At any rate, even for being tired, I got a good amount done this weekend. Being that I don't have a refrigerator or a freezer, I've had to get creative with my food storage techniques. Rather than eat a lot of store-bought canned food (yick!) or have to go to the supermarket every day (over the summer, I went to the fish market every day and ate grilled fish with tomato slices and corn almost every night) I turned to home canning. This weekend, I drove out to a farm in Frederick and got a half bushel of Granny Smith apples and a bag of orchard seconds (apples with small bruises or imperfections) and canned it all. I yielded 6 quarts of applesauce, and 12 half-pints of apple preserves and apple butter. I saved a few apples to eat this week too. Trust me, they're waaaay better without the wax from the store.
So how did I get started on the path to 1950s Suzy Homemaker with my canning? Last year I decided to can applesauce just for a lark -- seriously, I can't remember why I decided it was a good idea to put applesauce in jars. I remember the furtive search all over Baltimore for the actual jars (I got started mid fall when Wally World had already put theirs away for the year), but not what drove me to can. In any case, this struck me as a great idea for this year.
So far, (and I think I may be finished -- unless I feel called to make marmalade for my boyfriend when citrus season rolls around) I've canned:
Tomato sauce (plain -- contents?

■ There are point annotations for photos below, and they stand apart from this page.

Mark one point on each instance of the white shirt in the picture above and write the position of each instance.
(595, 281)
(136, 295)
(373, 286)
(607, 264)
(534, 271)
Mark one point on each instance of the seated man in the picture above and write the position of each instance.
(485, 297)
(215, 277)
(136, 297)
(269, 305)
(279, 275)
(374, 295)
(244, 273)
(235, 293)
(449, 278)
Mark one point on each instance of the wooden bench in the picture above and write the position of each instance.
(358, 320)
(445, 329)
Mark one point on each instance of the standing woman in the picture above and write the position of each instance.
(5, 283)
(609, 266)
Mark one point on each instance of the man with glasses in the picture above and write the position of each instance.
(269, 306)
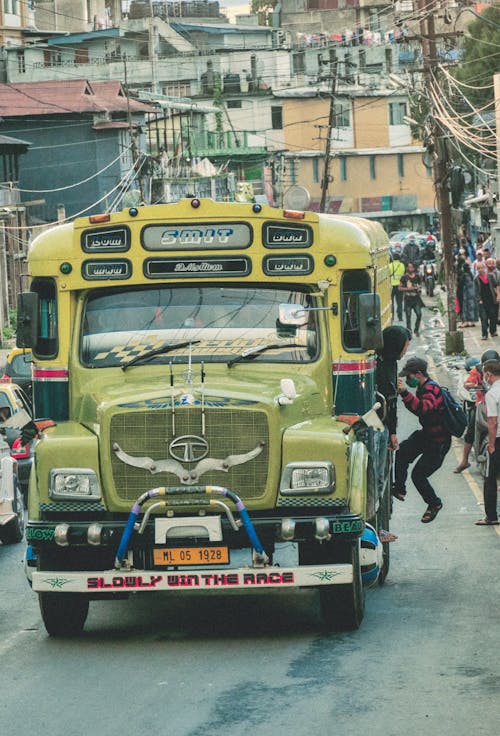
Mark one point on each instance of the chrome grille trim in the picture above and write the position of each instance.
(228, 432)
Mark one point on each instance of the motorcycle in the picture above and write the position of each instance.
(429, 277)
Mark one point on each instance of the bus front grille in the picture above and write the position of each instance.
(227, 432)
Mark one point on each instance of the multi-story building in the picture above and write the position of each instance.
(375, 170)
(13, 230)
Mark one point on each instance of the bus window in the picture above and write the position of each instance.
(221, 321)
(354, 283)
(46, 344)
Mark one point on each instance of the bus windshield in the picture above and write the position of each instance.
(221, 321)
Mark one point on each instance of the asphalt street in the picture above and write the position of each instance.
(425, 660)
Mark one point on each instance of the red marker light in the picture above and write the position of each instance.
(18, 451)
(100, 218)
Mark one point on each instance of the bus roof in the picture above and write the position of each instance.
(137, 235)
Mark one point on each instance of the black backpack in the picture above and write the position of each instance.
(455, 418)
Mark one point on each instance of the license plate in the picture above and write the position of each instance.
(191, 556)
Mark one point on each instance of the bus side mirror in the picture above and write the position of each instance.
(370, 322)
(293, 315)
(27, 319)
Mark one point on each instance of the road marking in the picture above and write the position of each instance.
(473, 484)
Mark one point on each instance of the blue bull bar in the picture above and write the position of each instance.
(183, 491)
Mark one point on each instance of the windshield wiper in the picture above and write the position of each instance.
(159, 351)
(253, 352)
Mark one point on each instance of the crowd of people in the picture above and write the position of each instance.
(478, 298)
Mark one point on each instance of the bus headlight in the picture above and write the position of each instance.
(73, 483)
(307, 477)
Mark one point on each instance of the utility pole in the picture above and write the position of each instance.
(454, 342)
(331, 124)
(133, 137)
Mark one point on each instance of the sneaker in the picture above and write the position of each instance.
(431, 513)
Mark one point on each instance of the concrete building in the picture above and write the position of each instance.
(86, 140)
(376, 169)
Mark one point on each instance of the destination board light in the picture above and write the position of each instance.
(106, 217)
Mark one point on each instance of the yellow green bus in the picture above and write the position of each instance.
(203, 363)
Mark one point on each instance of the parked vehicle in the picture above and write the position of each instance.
(18, 370)
(12, 520)
(200, 373)
(16, 411)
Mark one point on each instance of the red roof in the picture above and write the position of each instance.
(72, 96)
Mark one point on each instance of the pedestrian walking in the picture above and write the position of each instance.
(474, 381)
(486, 289)
(411, 252)
(429, 444)
(466, 293)
(396, 271)
(491, 375)
(411, 287)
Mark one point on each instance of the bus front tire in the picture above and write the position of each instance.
(343, 606)
(63, 614)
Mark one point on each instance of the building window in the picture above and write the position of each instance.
(178, 89)
(397, 113)
(401, 165)
(342, 115)
(299, 62)
(21, 62)
(315, 163)
(277, 118)
(343, 168)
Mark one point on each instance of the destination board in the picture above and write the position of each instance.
(192, 268)
(296, 265)
(199, 236)
(284, 235)
(106, 270)
(109, 240)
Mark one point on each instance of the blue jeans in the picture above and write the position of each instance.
(490, 484)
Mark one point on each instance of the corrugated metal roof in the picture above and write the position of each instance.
(72, 38)
(68, 96)
(7, 140)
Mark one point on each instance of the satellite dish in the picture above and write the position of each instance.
(297, 198)
(132, 198)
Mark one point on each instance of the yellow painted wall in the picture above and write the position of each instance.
(371, 131)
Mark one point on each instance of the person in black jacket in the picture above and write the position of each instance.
(411, 252)
(429, 444)
(396, 341)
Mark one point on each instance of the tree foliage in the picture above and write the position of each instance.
(481, 57)
(263, 8)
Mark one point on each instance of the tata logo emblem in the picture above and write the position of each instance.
(188, 449)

Tomatoes and a teaspoon of lemon juice per jar. Nothing else.)
Tomato chunks (I mix this tomato-basil chunk mix with sauce for spaghetti)
In my life Before Boat, I made huge pots of food -- chili, soup, tomato sauce, applesauce -- and froze it into portion-size packages. Now I can ingredients to make life easier. Next year I'll get a pressure canner and I'll be able to do beef stew, soups and vegetables.
Canning's other benefits? It's economical (I picked all the produce myself and the jars are reusable) but it's also locally grown food, I know exactly what's in it and, well... it just TASTES better.
Who can argue with that?
NOTE: Pictures to follow when I get back to my camera -- and get some sleep!